Have you ever wondered what it might be like to be a whale? Not to watch them on the TV, or read about them in books, or even see them in the ocean, but to really BE a whale. To float, to swim, to feel the water around you resonate as you sing a song that can be heard hundreds of miles away?

Well, for World Ocean Day, award-winning filmmaker Tom Mustill and Whale DJ Vahakn Matossian, with support from Whale and Dolphin Conservation and help from the marine bioacoustic community, have created a soundscape journey that can take us some of the way there. It showcases the sonic wonderlands of the seas and helps us all imagine the lives and challenges of different cetaceans.

It’s a celebration of marine bioacoustics and a way to help people connect to different worlds.

So, turn up your speakers and close your eyes…Let’s dive in

Tom Mustill says:

“Making this has been a labour of love for myself and Vahakn, going through thousands of bioacoustic recordings to weave a few hundred together.

Vahakn took exquisite care to make faint but beautiful records audible, cleaning up hisses and interweaving it all so well there are no synthesised sounds, no backing or non-scientific tracks in it at all.

People have been playing whale recordings to each other since Rachel Carson first did so in 1951, it is quite an old tradition now, but still very powerful.

I started doing it after John Ryan, oceanographer at the Monterey Bay Aquarium Research Institute, blew my mind by playing me recordings of blue whales from California.
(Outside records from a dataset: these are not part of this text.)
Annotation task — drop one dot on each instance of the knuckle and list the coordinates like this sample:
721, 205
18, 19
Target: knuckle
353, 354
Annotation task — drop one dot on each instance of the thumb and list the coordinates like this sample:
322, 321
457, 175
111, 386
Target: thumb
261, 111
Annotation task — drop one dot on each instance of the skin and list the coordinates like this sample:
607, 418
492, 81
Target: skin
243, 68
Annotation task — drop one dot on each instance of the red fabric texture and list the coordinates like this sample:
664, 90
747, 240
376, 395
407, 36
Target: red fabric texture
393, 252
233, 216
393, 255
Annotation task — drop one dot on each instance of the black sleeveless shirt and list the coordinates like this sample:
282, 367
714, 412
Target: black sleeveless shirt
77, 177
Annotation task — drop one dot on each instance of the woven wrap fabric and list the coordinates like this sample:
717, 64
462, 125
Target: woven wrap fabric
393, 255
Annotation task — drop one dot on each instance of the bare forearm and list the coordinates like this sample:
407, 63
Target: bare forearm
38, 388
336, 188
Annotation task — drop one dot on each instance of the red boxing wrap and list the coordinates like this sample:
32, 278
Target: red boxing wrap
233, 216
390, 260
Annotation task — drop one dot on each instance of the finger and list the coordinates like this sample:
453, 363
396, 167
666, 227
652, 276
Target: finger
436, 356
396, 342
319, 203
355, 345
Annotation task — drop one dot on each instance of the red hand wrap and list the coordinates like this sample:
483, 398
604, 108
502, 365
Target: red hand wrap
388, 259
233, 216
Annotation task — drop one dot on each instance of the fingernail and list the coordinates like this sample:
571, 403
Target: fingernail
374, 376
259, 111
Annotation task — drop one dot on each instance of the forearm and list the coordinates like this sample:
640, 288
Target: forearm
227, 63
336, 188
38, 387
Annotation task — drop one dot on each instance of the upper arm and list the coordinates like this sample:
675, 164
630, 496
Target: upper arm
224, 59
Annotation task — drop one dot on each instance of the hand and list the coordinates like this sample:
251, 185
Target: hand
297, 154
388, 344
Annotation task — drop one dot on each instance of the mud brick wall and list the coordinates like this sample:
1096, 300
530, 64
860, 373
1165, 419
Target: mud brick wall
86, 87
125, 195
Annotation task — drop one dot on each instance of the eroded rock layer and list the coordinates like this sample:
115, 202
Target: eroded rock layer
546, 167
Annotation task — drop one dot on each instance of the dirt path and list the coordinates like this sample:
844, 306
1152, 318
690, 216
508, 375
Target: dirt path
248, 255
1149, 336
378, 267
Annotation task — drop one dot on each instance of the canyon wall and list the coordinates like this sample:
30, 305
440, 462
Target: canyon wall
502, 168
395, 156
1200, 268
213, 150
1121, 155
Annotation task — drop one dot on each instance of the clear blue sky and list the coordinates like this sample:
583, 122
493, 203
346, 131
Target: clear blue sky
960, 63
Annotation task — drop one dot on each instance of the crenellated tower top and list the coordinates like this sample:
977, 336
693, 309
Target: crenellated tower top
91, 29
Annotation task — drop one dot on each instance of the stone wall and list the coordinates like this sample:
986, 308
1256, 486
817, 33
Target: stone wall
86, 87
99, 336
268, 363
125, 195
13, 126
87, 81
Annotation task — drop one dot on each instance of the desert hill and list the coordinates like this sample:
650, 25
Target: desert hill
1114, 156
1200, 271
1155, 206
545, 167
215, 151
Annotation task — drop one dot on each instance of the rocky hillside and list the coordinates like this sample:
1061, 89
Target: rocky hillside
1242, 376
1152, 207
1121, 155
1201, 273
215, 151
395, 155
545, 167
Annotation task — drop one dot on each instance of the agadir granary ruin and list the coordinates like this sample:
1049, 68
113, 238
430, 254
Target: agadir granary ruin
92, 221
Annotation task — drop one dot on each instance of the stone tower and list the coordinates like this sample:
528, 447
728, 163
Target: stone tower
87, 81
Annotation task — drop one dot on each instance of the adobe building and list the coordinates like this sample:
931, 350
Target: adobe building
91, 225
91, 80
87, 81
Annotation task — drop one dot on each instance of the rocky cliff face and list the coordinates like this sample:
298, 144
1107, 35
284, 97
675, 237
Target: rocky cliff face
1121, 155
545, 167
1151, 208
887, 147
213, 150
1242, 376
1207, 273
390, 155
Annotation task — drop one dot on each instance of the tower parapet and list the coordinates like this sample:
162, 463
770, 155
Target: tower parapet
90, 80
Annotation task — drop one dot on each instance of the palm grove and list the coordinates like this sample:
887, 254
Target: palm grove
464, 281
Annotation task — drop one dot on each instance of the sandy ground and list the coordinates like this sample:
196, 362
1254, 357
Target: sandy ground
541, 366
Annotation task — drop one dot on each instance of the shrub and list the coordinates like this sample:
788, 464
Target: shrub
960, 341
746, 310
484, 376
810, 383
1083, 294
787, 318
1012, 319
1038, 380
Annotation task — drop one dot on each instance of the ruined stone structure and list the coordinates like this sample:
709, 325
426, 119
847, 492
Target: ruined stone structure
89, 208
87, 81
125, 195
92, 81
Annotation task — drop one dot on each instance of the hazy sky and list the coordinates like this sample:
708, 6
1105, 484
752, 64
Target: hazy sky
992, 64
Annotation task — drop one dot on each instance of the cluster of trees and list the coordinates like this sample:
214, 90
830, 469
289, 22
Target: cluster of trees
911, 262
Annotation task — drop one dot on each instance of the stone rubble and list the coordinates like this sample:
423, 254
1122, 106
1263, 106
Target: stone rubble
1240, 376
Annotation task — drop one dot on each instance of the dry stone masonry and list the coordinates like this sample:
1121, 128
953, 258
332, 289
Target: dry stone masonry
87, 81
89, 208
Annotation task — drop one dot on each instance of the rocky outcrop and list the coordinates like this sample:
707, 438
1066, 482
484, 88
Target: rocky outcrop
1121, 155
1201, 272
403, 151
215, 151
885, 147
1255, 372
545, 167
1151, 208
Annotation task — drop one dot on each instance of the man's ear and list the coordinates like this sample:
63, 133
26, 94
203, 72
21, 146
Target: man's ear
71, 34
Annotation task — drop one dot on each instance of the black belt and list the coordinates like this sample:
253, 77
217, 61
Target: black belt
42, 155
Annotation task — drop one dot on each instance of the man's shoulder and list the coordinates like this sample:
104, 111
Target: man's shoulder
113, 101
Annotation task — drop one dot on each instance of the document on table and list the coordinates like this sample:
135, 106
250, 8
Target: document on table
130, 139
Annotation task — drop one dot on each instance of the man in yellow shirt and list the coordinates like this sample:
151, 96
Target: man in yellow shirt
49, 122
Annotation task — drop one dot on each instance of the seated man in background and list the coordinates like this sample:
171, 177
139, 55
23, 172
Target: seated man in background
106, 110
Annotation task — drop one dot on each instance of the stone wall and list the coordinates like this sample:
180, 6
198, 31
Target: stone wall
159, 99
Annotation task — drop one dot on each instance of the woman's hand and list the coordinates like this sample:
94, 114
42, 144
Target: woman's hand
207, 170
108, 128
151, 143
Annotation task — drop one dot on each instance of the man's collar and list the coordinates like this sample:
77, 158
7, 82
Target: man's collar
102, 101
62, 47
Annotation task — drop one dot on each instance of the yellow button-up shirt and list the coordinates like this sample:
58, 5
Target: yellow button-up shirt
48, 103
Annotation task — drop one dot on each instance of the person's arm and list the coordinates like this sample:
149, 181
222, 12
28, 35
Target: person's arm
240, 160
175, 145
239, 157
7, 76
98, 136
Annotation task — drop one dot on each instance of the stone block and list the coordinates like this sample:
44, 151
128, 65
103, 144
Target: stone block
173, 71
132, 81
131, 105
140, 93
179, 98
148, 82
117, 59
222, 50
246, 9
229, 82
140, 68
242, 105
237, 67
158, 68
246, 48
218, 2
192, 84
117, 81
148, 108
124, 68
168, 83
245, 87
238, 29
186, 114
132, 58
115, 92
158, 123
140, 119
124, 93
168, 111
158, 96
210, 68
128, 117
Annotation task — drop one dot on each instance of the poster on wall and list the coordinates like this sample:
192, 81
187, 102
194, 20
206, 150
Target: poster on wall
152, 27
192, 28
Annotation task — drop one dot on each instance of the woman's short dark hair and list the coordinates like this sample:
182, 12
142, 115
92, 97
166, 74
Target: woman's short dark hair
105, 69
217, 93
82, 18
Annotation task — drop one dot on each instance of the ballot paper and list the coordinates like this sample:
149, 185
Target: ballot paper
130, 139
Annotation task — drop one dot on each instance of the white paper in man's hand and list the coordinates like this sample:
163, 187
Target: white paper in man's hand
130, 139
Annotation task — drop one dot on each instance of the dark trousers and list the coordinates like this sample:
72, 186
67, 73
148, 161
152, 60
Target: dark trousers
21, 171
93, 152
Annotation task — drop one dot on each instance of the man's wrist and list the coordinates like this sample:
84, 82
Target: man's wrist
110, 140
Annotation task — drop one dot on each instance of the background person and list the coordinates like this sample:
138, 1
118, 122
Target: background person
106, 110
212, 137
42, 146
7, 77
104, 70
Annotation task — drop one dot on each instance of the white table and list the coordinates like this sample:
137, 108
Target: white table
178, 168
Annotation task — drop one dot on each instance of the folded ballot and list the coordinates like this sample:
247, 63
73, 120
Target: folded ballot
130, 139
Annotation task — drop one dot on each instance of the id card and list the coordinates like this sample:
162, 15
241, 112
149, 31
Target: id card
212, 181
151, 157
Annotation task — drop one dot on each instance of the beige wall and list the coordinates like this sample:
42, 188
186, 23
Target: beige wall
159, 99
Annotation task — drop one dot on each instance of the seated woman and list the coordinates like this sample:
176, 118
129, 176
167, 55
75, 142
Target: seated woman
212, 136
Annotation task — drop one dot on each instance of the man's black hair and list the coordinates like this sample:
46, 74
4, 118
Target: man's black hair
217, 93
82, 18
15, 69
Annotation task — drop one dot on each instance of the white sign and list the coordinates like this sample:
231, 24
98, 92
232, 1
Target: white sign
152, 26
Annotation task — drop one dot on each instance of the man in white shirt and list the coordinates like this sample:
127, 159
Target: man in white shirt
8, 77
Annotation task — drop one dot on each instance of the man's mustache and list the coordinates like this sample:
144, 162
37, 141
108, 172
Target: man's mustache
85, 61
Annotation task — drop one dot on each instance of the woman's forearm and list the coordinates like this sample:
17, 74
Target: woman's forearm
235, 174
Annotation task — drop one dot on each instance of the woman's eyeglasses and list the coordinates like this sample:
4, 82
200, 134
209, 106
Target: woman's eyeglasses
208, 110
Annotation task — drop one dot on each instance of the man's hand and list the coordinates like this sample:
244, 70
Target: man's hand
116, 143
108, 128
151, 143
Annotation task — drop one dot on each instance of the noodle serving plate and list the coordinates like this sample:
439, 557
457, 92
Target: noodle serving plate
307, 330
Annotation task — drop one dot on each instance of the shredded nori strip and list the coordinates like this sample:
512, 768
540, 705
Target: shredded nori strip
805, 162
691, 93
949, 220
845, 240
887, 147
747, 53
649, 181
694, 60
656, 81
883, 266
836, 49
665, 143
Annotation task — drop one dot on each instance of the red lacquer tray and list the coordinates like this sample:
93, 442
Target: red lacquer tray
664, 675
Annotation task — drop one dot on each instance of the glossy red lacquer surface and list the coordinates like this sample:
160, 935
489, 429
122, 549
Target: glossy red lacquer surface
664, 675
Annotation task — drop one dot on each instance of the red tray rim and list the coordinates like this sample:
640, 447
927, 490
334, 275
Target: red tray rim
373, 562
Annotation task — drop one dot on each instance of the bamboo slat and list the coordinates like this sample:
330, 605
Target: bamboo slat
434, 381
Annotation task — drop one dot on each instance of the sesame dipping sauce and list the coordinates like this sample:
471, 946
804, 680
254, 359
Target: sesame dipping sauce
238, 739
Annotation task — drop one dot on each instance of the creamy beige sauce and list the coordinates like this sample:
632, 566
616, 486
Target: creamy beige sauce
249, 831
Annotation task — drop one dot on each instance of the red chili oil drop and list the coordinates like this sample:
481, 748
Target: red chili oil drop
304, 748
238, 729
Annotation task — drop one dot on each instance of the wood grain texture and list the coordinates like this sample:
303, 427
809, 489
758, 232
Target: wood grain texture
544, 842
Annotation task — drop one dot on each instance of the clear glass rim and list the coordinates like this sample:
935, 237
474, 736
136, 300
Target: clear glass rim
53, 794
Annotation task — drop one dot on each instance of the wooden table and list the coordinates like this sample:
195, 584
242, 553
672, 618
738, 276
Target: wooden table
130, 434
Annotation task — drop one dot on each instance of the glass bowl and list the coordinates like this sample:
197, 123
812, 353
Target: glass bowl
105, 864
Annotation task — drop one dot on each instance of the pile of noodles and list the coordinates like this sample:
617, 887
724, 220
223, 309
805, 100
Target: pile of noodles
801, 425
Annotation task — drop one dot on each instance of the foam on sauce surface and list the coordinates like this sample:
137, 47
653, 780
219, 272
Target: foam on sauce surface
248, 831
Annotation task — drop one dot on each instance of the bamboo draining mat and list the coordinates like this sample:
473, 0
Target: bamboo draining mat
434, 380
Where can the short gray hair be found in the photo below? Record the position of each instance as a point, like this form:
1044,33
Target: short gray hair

I also had much encouragement from Roger Payne, who first discovered whale song in 1967 and was a force of nature behind the worldwide campaign to end commercial whaling. He knew that the songs of a humpback whale would “speak to the world as no other voice has ever spoken to the world”.

I started going with Vahakn to places where whales futures were being decided such as COP28, nature and climate marches, meetings of people working in ocean conservation, diplomatic meetings, anti-whaling protests, schools and more, often with Whale and Dolphin Conservation, hoping to help advocate for whales and represent their lives with their voices.

Every time we do this, we are reminded of the power of these voices.

Previously I’ve used a narration that describes the whales from our perspective. This piece is written (almost entirely) from the whales and dolphins’ point of view. It is still based on science, but I hope this shift helps people relate and imagine. I hope it allows us landlubbers to transcend our terrestrial concerns and preconceptions.

Listen out for fragments of Katy and Roger Payne and colleagues doing fieldwork in the 1970s and the only recordings of the Western Isles Orcas. How To Be A Whale is dedicated to Roger and Katy Payne and the marine bioacoustics community.

I once asked Roger how to listen to whale song. He said: “Attentively. You should listen silently. You should listen with nothing else to distract you. That’s the way to listen.”